Before starting, I checked the manual that Honda included with the car.  It took about 15 minutes in the end to replace the bulbs, and I had to add an extra step that Honda did not mention:

  1. Rotate the tires so that you have access to the front part of the wheel area
  2. Remove the two plastic tabs holding the plastic boot to the body of the car
  3. Pull back the plastic boot, and the headlight bulb and connector should be visible
  4. Loosen the screws surrounding the connector (two out of three will do) — Honda did not mention this!  Simply trying to turn the connector in the socket will not work
  5. Turn the bulb and connecter counter-clockwise until it pops out
  6. Replace the dead bulb with a new bulb, being careful not to touch the bulb with your hands (I pair of non-slip rubber cloves can be obtained for $5 or less)
  7. Put the connector back into the socket, turn it clockwise until it fits snugly, and then tighten the screws loosened earlier
  8. Push the boot back into the body and attach the plastics tabs removed earlier
All in all, an easy enough task.  I have to remember to do a general check-up on the car this summer.  I bought it last June, and for the simple things I can replace, I really should…it is tough sticking to a budget.  Having left South Carolina back in February, I also got around to attaching a front bumper license plate holder.  Like many states in the Southeast, South Carolina only requires a license plate on the rear of the car.  When I re-title the car here, I’ll need both front and rear license plates.
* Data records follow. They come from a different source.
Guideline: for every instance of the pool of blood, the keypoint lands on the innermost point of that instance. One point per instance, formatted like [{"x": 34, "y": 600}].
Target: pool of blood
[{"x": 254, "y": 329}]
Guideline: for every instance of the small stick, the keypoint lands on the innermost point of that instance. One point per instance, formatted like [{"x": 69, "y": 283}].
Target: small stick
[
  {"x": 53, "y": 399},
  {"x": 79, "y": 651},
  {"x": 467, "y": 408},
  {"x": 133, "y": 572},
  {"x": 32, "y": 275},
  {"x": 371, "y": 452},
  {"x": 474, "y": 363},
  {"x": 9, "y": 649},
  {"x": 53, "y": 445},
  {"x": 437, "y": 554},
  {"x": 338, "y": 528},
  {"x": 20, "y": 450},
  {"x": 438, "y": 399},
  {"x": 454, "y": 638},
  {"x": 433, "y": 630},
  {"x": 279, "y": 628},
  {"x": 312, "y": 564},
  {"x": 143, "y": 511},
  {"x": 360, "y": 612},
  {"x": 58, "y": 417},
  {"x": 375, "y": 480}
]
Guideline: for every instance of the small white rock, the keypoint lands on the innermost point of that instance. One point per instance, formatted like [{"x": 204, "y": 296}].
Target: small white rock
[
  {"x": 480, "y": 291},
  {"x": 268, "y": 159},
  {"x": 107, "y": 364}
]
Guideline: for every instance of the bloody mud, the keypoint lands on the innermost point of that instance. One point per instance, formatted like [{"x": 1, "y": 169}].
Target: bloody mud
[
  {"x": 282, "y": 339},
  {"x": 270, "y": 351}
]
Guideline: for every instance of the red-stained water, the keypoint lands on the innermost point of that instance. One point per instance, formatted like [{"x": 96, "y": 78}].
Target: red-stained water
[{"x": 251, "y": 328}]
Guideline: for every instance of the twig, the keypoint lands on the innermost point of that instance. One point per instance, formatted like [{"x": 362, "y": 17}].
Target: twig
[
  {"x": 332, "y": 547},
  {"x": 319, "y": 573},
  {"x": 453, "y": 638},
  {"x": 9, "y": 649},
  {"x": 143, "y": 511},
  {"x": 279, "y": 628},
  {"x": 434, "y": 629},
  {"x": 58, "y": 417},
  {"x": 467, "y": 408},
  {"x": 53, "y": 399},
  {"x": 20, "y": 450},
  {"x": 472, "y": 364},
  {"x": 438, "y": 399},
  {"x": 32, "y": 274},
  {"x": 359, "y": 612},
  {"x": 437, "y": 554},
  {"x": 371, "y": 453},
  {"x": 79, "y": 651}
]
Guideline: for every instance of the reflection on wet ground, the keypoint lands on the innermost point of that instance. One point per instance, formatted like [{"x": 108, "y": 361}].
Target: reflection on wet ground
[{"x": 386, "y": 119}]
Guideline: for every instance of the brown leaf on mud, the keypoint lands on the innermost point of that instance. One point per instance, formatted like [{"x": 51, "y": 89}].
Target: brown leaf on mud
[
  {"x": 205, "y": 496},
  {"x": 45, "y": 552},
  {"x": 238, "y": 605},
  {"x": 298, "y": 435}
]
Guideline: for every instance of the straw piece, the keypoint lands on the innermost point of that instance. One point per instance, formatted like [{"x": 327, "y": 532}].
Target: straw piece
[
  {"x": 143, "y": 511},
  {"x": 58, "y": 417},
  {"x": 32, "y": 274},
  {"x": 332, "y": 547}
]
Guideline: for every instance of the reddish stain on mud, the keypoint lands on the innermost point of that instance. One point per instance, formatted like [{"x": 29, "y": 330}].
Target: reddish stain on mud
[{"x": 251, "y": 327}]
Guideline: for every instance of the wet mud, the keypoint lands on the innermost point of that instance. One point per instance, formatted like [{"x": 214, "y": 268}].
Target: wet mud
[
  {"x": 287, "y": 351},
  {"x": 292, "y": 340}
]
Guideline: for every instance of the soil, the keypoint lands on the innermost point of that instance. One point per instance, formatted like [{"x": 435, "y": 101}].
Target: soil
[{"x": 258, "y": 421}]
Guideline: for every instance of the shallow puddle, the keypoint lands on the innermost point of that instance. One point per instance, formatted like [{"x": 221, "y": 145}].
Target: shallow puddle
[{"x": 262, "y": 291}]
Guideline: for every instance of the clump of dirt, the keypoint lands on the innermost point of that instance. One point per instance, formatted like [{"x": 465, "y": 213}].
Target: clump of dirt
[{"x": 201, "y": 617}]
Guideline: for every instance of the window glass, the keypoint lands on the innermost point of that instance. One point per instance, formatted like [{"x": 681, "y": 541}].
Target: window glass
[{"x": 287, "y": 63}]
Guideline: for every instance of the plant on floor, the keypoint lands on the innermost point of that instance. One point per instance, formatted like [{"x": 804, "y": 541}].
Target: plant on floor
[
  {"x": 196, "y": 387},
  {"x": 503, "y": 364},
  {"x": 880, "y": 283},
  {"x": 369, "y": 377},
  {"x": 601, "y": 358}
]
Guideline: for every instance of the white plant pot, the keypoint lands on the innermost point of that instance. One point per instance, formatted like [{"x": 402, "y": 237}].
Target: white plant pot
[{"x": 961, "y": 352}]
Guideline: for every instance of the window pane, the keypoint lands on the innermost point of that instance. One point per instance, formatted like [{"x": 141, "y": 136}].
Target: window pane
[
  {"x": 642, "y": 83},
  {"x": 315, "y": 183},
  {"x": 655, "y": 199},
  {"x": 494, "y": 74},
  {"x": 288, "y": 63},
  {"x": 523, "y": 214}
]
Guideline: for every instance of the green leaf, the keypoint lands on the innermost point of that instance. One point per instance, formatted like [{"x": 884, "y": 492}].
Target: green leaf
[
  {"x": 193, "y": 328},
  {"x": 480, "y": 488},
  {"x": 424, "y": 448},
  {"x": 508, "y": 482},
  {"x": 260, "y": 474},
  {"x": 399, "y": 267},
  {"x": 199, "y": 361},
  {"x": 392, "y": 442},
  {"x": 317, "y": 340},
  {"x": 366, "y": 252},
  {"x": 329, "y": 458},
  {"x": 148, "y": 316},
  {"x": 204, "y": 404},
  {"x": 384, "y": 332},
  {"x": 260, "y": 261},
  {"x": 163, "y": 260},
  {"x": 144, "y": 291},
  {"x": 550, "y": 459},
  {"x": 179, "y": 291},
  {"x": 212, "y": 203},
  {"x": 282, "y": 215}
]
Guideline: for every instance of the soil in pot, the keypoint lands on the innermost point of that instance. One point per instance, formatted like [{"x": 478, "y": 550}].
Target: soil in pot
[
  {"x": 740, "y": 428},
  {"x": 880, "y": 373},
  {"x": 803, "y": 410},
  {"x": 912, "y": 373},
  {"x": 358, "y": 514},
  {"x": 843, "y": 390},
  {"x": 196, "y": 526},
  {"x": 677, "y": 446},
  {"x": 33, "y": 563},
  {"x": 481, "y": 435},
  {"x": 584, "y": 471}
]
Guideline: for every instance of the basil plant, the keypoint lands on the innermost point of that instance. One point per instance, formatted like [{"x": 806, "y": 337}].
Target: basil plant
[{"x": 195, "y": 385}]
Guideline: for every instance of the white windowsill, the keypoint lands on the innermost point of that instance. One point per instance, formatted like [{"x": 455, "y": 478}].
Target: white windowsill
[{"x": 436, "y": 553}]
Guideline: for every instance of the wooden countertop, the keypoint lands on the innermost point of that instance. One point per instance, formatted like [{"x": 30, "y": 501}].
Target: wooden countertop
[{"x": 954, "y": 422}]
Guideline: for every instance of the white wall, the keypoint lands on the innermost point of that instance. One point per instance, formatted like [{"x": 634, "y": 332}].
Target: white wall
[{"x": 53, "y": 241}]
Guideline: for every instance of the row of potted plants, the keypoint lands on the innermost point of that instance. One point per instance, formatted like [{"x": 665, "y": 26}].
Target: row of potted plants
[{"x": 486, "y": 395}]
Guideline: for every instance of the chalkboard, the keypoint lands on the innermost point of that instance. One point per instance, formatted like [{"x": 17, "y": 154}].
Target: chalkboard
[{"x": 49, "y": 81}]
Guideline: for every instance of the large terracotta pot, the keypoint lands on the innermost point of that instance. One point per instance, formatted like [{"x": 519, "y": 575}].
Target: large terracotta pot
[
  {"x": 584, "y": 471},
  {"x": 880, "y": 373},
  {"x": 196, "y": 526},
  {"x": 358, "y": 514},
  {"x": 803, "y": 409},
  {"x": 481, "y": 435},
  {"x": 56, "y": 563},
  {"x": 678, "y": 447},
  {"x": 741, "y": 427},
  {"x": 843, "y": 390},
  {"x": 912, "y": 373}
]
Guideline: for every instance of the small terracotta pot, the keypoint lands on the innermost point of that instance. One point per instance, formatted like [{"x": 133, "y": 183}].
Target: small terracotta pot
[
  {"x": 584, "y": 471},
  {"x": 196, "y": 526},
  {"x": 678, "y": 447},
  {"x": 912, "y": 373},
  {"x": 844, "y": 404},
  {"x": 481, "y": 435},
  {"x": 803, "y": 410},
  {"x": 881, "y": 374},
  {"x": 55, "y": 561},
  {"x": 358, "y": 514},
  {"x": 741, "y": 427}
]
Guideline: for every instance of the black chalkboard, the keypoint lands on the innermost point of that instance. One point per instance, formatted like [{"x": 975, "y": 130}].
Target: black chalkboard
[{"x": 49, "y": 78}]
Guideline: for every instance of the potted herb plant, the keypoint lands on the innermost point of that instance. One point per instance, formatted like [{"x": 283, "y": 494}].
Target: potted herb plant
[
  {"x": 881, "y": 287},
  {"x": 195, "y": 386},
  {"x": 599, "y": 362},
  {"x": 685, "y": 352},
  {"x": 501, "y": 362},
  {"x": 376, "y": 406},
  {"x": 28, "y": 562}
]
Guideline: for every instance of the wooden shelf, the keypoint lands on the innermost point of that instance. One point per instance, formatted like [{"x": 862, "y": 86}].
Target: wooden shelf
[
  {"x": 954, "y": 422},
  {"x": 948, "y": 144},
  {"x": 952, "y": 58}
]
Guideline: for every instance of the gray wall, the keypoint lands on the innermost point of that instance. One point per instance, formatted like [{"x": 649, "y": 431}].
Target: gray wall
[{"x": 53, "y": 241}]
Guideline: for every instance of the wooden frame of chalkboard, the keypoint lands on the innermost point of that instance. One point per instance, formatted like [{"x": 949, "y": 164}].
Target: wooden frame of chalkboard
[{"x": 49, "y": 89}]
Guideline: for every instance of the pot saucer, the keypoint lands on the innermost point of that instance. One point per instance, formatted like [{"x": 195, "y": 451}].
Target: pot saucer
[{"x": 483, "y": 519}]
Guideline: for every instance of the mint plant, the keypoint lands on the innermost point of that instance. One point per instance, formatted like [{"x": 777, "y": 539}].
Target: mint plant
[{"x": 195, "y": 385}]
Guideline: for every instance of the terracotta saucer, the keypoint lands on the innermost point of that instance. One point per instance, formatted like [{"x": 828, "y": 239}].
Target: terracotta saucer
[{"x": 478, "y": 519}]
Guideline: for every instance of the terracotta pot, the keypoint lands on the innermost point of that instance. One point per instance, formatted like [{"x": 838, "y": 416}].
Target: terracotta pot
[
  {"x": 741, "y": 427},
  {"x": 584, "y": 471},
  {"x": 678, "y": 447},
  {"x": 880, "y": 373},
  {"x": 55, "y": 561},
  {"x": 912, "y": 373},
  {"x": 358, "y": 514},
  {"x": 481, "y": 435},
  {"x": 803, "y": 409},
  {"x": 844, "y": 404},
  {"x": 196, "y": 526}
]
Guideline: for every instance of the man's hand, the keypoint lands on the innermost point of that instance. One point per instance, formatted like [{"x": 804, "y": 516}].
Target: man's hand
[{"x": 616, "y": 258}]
Of relative non-importantness, I am in a job now where I should–in other words, must–where a necktie, so Sundays are usually when I make time to iron my work shirts.  Yes, I know, I probably should enlist the services of a dry cleaner.  I may do so one day.  I need to do a cost-analysis of time versus expense, and I also need a larger wardrobe so that I have enough shirts to cover the outage time.  For now though, I am my own launderer.  I hate to say it, but I do kind of miss the 作業着 (sagyogi – work clothes) that I wore at that very first job just out of college in Sakado…so much more comfortable than a tie around the neck.  Oh well though, moving up in life I suppose.

To get to the point though, I was astonished today when I went to the market to try to purchase some starch.  I have two shirts that I really like, but even after damp ironing they still wrinkle.  I need the power of starch to keep them looking sharp.  Unfortunately, there was no liquid starch, and I was left with only spray-on starch.  I suppose it will work, but I have read about staining with the sprays.  Will report back on how that spray starch works.

End of the day.  I’ve got some pork belly in a sweet and sour sauce in the pressure cooker that I am looking forward to.  Mad Men is on TV tonight too, that would be a nice way to finish off the weekend.  I should be listening to some Chinese recordings or reading some Chinese, but I’m not much in the mood for anything that requires thought.  It looks like the pleasant, cool spring weather will be replaced with 30*C weather.  As long as the humidity does not accompany it, I will be happy.